Desirable Properties of Objective Functions
While applying iterative optimization algorithms, some objective functions seem to be easier to optimize than others. In this section, we will discuss some desirable properties of objective functions that make them easier to optimize.
Continuity and Differentiability
A function \(f(x)\) is called to be continuous at \(c\in D\) if the limit \(\lim_{x\to c}f(x)=f(c)\) exists. This just means that the function does not have any jumps or holes at \(c\).
There are many different levels of differentiability. A function \(f(x)\) is called to be differentiable at \(c\in D\) if the limit \(\lim_{x\to c}\frac{f(x)-f(c)}{x-c}\) exists. It is called to be continuously differentiable if the derivative is continuous.
A stronger condition of continuity is called Lipschitz continuity, which requires that there exists a constant \(L\) such that $$ |f(x)-f(y)|\leq L\|x-y\| $$ for all \(x,y\in D\). This means that the function value cannot change arbitrarily fast.
A desired property of objective functions is that they are continuous and at least twice differentiable, or, in set notation, \(f\in C^2\). Also its gradient should be Lipschitz continuous, i.e. $$ \|\nabla f(x)-\nabla f(y)\|\leq L\|x-y\| $$ for all \(x,y\in D\).

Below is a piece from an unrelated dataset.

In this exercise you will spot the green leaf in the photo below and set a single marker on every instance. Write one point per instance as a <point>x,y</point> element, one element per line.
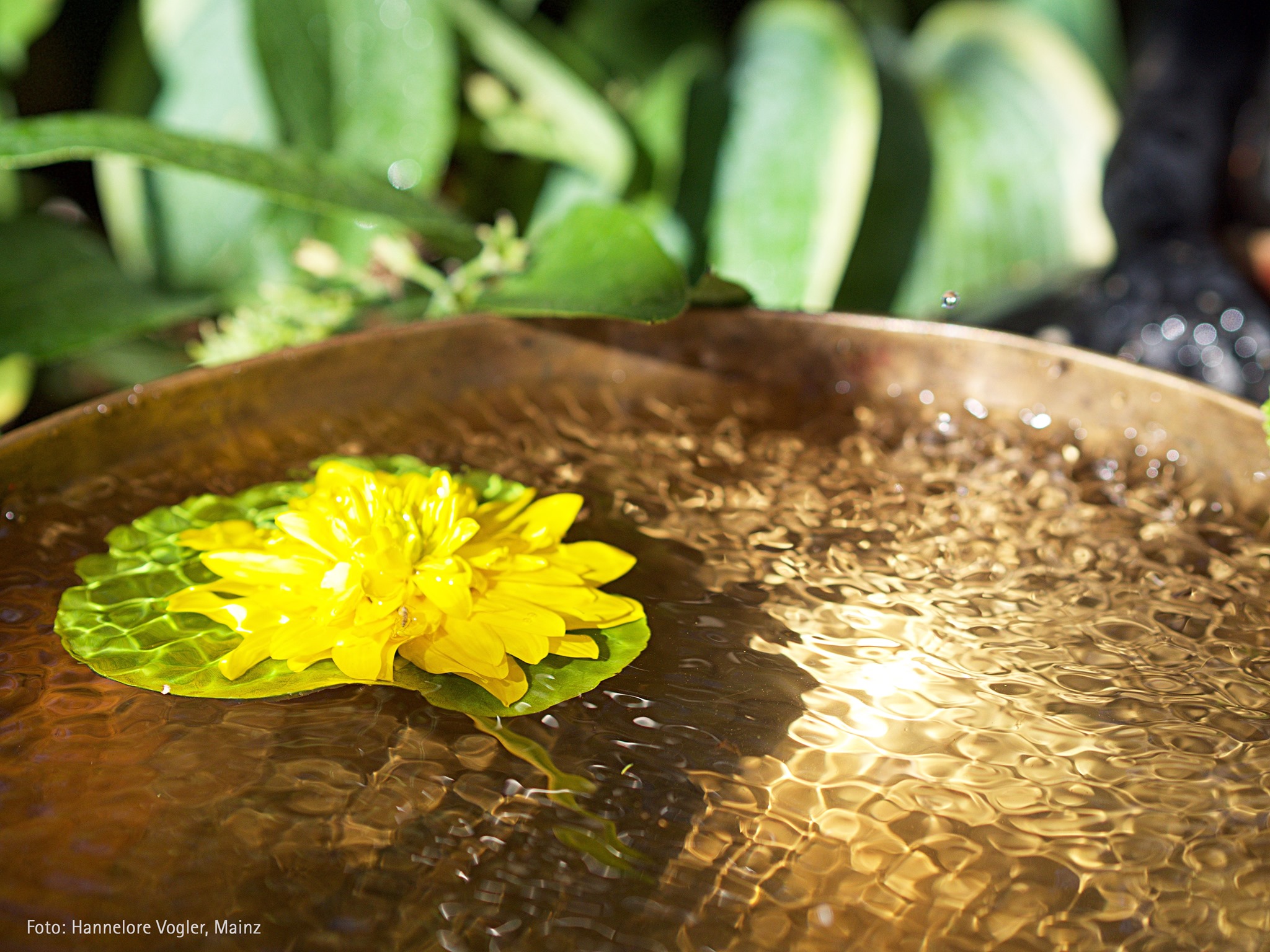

For a continously differentiable function \(f(x)\), the convergence measured by the difference between the function value of the \(k\)-th iteration and the optimal value \(f(x^{*})\) yield the same convergence order as the convergence measured by the difference between the \(k\)-th iterate and the optimal solution \(x^{*}\), i.e. \(|f(x_{k+1})-f(x^{*})|\propto |x_{k+1}-x^{*}|\). This is because we can approximate the function value by its first-order Taylor expansion: $$ \begin{align*} |f(x_{k+1}) - f(x^{*})| &= |f(x^{*} + (x_{k+1}-x^{*})) - f(x^{*})| \\ &\approx |f(x^{*}) + \langle \nabla f(x^{*}), (x_{k+1}-x^{*} \rangle - f(x^{*})| \\ &= |\langle \nabla f(x^{*}), (x_{k+1}-x^{*} \rangle| \\ &\leq \|\nabla f(x^{*})\|\|x_{k+1}-x^{*}\| \\ &\propto |x_{k+1}-x^{*}| \end{align*} $$
Convexity
A continously differentiable function \(f(x)\) is called to be convex if $$ f(y)\geq f(x) + \nabla \langle f(x), (y-x) \rangle $$ for all \(x,y\in D\). This means that the function value is always larger than its first-order Taylor approximant.
Note: Convexity can also be defined for functions that are not differentiable.
If the objective function has Lipschitz continuous gradient in addition to being convex, it can be shown that the function has a quadratic upper bound: $$ f(y)\leq f(x) + \langle \nabla f(x), (y-x) \rangle + \frac{L}{2}\|y - x\|^2 $$ for all \(x,y\in D\). The proof is rather technical and is beyond the scope of this lecture.
A continously differentiable function \(f(x)\) is called to be strongly convex if there exists a constant \(\mu > 0\) such that $$ g(x) := f(x) - \frac{\mu}{2}\|x\|^2 $$ is convex. Intuitively, this means that the function \(f(x)\) must be "more convex" than a quadratic function.
Apply the convexity definition to the function \(g(x)\) above, we obtain $$ g(y)\geq g(x) + \nabla \langle g(x), (y-x) \rangle \quad \forall x,y\in D \\ \Rightarrow f(y) \geq f(x) + \langle \nabla f(x), (y-x) \rangle + \frac{\mu}{2}\|x\|^2 \quad \forall x,y\in D $$ This means that there is a quadratic lower bound for the function value of \(f(x)\).